In an effort to capitalize on/make fun of the popularity of the HBO series, the coffee shop had a pastry display entitled, “Game of Scones.” I usually go to the Starbucks, since the chain has better parking, but I made a mental note to give this local shop another try next time I need java out. Two doors down, I saw a sign advertising a “World-famous Comedy Traffic School.” I puzzled over this. Was this a comedy school that had a lot of traffic come through its doors, i.e. had trained a lot of comics? Or was it a Traffic School that taught with great humor? Either way, I had never heard of the joint and it was only about a mile from my house. I will have to look it up.
The local art museum had a new exhibit opening. I am forever making tentative plans to go there, but have yet to set one foot in the door. Since there was no line and no cover, I took a slow (barefoot) lap around the gallery. It occurred to me that, in general, canvases depicting naked folks on trapezes are not my aesthetic. But, I feel thankful to live in a place that encourages artistic endeavors, and I moved on.

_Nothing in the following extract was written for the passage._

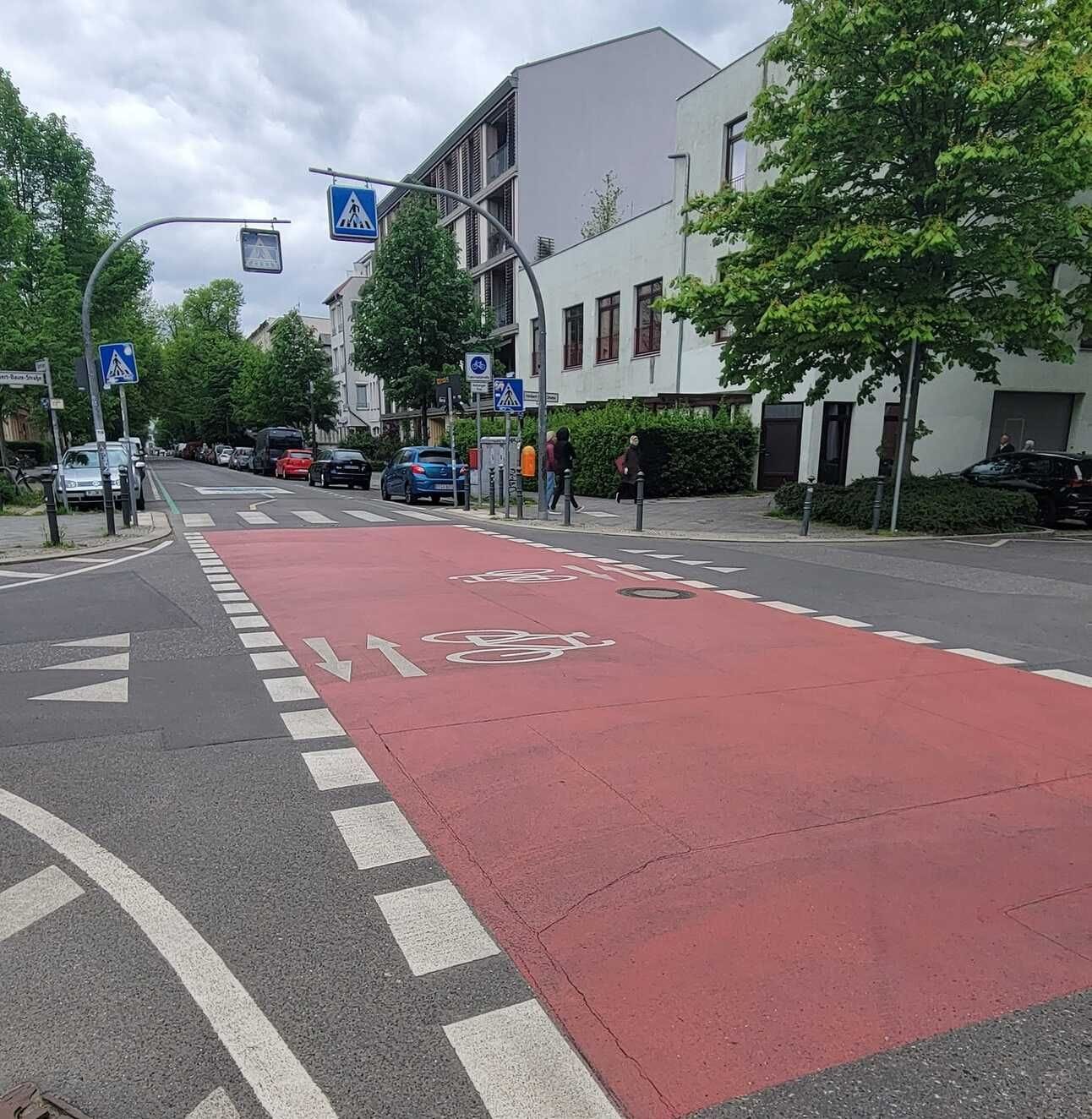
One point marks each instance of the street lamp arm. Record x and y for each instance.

I picked up a flyer for a Pilates studio in the basement of the knitting studio nearby. Everybody I know who does Pilates is rail thin. Did Pilates make them that way or is Pilates a skinny girl sport? Is it even fair to call it a sport? What is the difference between exercise and sport anyway? Jerseys? Competition? A snack bar? I was distracted from answering this question by what seemed to be a disproportionate amount of dog poop smashed into the sidewalk on Main Street. When I visited Paris, I remember this, too. Shop owners hosed off their sidewalks most mornings. We have weekly street sweeping in town. I know because I was ticketed a few weeks ago for not moving my car. But do we have sidewalk cleaners? Or maybe folks should just clean up after their dogs.
As I turned off into my hood, I noticed that one of my neighbors still has Christmas decorations up. A trumpeting angel. And quite a few strands of lights. Or maybe s/he was getting a jump start on this upcoming season. There is quite a bit of peer pressure around here to deck out your house and yard. Another neighbor has turned four or five kiddie pools into makeshift garden beds. Both cool and tacky. I decided we should all be friends.

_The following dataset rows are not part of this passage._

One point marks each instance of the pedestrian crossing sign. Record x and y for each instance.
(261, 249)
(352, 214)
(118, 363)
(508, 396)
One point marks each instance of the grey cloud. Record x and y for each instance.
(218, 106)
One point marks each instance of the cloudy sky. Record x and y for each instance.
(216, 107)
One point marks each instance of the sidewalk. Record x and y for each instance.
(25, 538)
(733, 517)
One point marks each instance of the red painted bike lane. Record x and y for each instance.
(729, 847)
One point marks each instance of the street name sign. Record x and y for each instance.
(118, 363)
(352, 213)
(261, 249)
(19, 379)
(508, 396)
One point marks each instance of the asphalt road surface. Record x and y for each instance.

As I arrived home, sore-footed and sweaty, it occurred to me that I could probably apply this same exercise in perspective to my own family. We trip and stumble out the door most days, late to something, forgetting something else. Most days, I think the kids know exactly what I am going to say even before I say it.
“Can I play on the iPad?”
“Did you fold your clothes yet?”
“Can I have a snack?”
“You can have veggies.”
And so on, and so on.
We get in ruts, and travel the same well-worn paths. I hustle them along without really hearing them. Without seeing.

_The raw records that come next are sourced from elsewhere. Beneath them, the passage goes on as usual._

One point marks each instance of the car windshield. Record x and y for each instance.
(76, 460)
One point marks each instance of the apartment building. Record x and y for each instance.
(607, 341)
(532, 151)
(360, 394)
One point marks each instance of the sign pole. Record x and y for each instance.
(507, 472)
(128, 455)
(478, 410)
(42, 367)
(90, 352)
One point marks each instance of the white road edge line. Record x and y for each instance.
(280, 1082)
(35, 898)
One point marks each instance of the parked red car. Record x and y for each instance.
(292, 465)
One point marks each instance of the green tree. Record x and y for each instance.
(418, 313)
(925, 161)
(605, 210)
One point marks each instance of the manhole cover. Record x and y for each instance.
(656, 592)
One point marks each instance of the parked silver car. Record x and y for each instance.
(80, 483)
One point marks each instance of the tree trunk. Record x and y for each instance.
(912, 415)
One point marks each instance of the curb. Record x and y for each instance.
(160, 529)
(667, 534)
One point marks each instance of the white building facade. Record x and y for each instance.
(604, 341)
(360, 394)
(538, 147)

With the start of summer vacation this week, I think what excites me most is the chance to take some new steps together — to walk, bike, jump, and hike — to open our eyes to one another, and be surprised by what we discover hidden in plain sight.
PS — Speaking of noticing, this is my new favorite family portrait. Lizzie drew it. First off, look how skinny I am. Seriously, my legs go on for days. Second, look how no one is crying or hitting or spitting soup back into a bowl. When my kid thinks about her family, this is what she sees: smiling people holding hands. This warms my heart.